Norway had not reached this stage in a generation, and the player carrying that drought onto the pitch made up for lost time the moment he got it. Two goals and an assist against Iraq, a 4-1 win, a World Cup debut delivered with the appetite of someone who had watched too many of these from home. Haaland plays as if the goal owes him something. On the evidence of his first night on this stage, it does, and he intends to collect.

5. Harry Kane (England) — the captain’s burden, carried

England’s openers have a habit of being heavy, anxious things, and Croatia arrived to make this one no different. Kane took the weight off everyone else. Two goals, seven shots, nine touches in the Croatian box — a centre-forward who refused to let the occasion shrink his game and dragged England to a 4-2 win that flattered nobody but settled the nerves. He has carried this side for years without the prize that justifies it. He led the first step of another attempt the only way he knows: from the front.

6. Folarin Balogun (USA) — belonging, proven

A host nation leans on its forwards to look like they belong, and Balogun spent ninety minutes against Paraguay proving he does. Two goals in a 4-1 win, the second curled into the top corner with a calm that does not come naturally to a player still answering questions about which shirt he should wear. The United States needed someone to make the noise of a home World Cup feel earned rather than granted. Their striker did, and looked entirely at ease doing it.

7. Michael Olise (France) — the quiet hand on the tempo

Mbappé took the headlines from Senegal; Olise took the man-of-the-match award, and the two facts are connected. France’s win ran through a midfielder who set the rhythm, found the pass before the run, and made the game move at the speed that suited his side rather than their opponents’. There is a kind of player who decides matches without ever appearing to hurry, and Olise spent the night being exactly that — the conductor who lets the soloist shine.

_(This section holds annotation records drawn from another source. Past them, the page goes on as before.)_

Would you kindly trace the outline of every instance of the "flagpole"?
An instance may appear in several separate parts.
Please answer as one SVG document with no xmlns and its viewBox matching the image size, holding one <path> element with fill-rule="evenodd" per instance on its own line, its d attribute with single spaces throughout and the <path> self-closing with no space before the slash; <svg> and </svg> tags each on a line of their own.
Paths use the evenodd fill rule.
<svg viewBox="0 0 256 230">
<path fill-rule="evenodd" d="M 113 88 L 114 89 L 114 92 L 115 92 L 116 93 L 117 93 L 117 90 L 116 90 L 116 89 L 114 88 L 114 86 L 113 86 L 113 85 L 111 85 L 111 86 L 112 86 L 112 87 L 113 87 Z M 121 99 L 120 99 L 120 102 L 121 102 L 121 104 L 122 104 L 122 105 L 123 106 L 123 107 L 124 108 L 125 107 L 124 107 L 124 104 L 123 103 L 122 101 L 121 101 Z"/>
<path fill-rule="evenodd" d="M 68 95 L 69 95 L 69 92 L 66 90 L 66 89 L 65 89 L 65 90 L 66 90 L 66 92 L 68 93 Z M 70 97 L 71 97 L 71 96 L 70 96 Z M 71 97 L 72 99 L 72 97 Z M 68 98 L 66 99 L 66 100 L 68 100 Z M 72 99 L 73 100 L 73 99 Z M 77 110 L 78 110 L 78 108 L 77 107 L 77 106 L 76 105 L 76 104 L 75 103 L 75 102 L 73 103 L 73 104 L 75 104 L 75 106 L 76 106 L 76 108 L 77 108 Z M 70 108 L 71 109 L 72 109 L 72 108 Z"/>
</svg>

8. Yasin Ayari (Sweden) — the goals he would not celebrate

Sweden put five past Tunisia, and the man who scored twice of them stood still both times. Ayari, whose father is Tunisian, refused to celebrate against the country half of his story belongs to — a small, deliberate act of restraint in a night of abandon. The performance was emphatic; the silence after it told you more about the player. Sport keeps reminding us that the people inside the shirts carry whole lives into the work, and now and then one of them shows you exactly where the line sits.

9. Ayyoub Bouaddi (Morocco) — the nerve of an eighteen-year-old

Brazil expected to bully the midfield and instead found a teenager who would not be moved. Bouaddi, eighteen, spent ninety minutes outthinking Casemiro and Bruno Guimarães, holding the ball when older players around him gave it away, and helping Morocco to a 1-1 draw that the favourites were grateful to take. Composure at that age, against that company, is the rarest thing the opening round produced. Morocco have unearthed someone the rest of the tournament will now have to plan for.

10. Elijah Just (New Zealand) — the point nobody handed them

Iran were the favourites and were made to share. Just scored both New Zealand goals in a 2-2 draw, a forward dragging a side that exists on the margins of these tournaments to a result it will remember long after the bigger names have forgotten the game. The opening round belongs to performances like his as much as to the superstars above him: a player given no advantages, taking a point anyway, because no one told him he was not allowed to.

Ten players, one round, and a ranking that puts a goalkeeper above a record-breaker because the World Cup is not decided by who scores the most in the easy games — it is decided by who refuses to bend in the hard ones. The seedings will be tested again within days. These are the men who served notice first.